Le testing peut être réalisé sur le sang (sur l’ADN constitutionnel) et associer, ou non, d’autres gènes du panel habituel. Ainsi, le gène PALB2 aura une utilité thérapeutique dans un avenir proche car également impliqué dans la recombinaison homologue tout comme BRCA1 et 2 et des résultats positifs chez des patientes traitées par inhibiteurs de PARP ont été présentés. Le testing peut être réalisé initialement sur la tumeur même si seules les mutations germinales (constitutionnelles) constituent aujourd’hui des indications au traitement par Talazoparib ou Olaparib. Des résultats préliminaires suggèrent le bénéfice des anti-PARP dans les mutations BRCA tumorales du sein, comme c’est le cas dans les tumeurs de l’ovaire.

Dans tous les cas, la patiente doit être informée des analyses génétiques réalisées et des conséquences possibles pour elle-même et pour ses apparentés, qu’elle devra informer si un variant pathogène était trouvé chez elle, et avoir signé un consentement écrit.

Il est essentiel que ces tests soient proposés et réalisés pour tous les cas qui les nécessitent et que les obstacles financiers liés au mode de remboursement soient rapidement levés en intégrant ces analyses à la nomenclature.

 

Bibliographie

1. Pujol, P. et al. Clinical practice guidelines for BRCA1 and BRCA2 genetic testing. Eur. J. Cancer Oxf. Engl. 1990 146, 30–47 (2021).

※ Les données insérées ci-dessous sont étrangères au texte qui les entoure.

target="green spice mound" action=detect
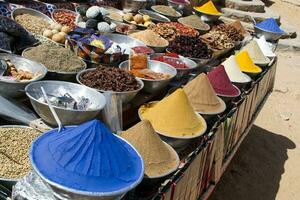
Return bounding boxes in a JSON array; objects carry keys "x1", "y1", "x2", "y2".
[{"x1": 24, "y1": 44, "x2": 85, "y2": 72}]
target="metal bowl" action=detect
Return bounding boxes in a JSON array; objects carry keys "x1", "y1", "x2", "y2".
[
  {"x1": 11, "y1": 8, "x2": 54, "y2": 24},
  {"x1": 119, "y1": 60, "x2": 177, "y2": 93},
  {"x1": 25, "y1": 81, "x2": 106, "y2": 126},
  {"x1": 151, "y1": 6, "x2": 183, "y2": 22},
  {"x1": 0, "y1": 125, "x2": 37, "y2": 189},
  {"x1": 138, "y1": 101, "x2": 207, "y2": 151},
  {"x1": 76, "y1": 68, "x2": 144, "y2": 105},
  {"x1": 254, "y1": 26, "x2": 283, "y2": 42},
  {"x1": 139, "y1": 9, "x2": 171, "y2": 23},
  {"x1": 22, "y1": 47, "x2": 87, "y2": 81},
  {"x1": 150, "y1": 53, "x2": 198, "y2": 79},
  {"x1": 0, "y1": 53, "x2": 47, "y2": 98}
]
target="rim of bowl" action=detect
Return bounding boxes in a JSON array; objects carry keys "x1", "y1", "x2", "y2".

2. Evans, D. G. et al. Pathology update to the Manchester Scoring System based on testing in over 4000 families. J. Med. Genet. 54, 674–681 (2017).

3. Hu, C. et al. A Population-Based Study of Genes Previously Implicated in Breast Cancer. N. Engl. J. Med. 384, 440–451 (2021).

4. Breast Cancer Association Consortium et al. Breast Cancer Risk Genes - Association Analysis in More than 113,000 Women. N. Engl. J. Med. 384, 428–439 (2021).

5. Robson, M. E. et al. OlympiAD final overall survival and tolerability results: Olaparib versus chemotherapy treatment of physician’s choice in patients with a germline BRCA mutation and HER2-negative metastatic breast cancer. Ann. Oncol. Off. J. Eur. Soc. Med. Oncol. 30, 558–566 (2019).

6. Litton, J. K. et al. Talazoparib in Patients with Advanced Breast Cancer and a Germline BRCA Mutation. N. Engl. J. Med. 379, 753–763 (2018).

7. Cardoso, F. et al. 5th ESO-ESMO international consensus guidelines for advanced breast cancer (ABC 5). Ann. Oncol. Off. J. Eur. Soc. Med. Oncol. 31, 1623–1649 (2020).

8. Tutt, A. N. J. et al. Adjuvant Olaparib for Patients with BRCA1- or BRCA2-Mutated Breast Cancer. N. Engl. J. Med. 384, 2394–2405 (2021).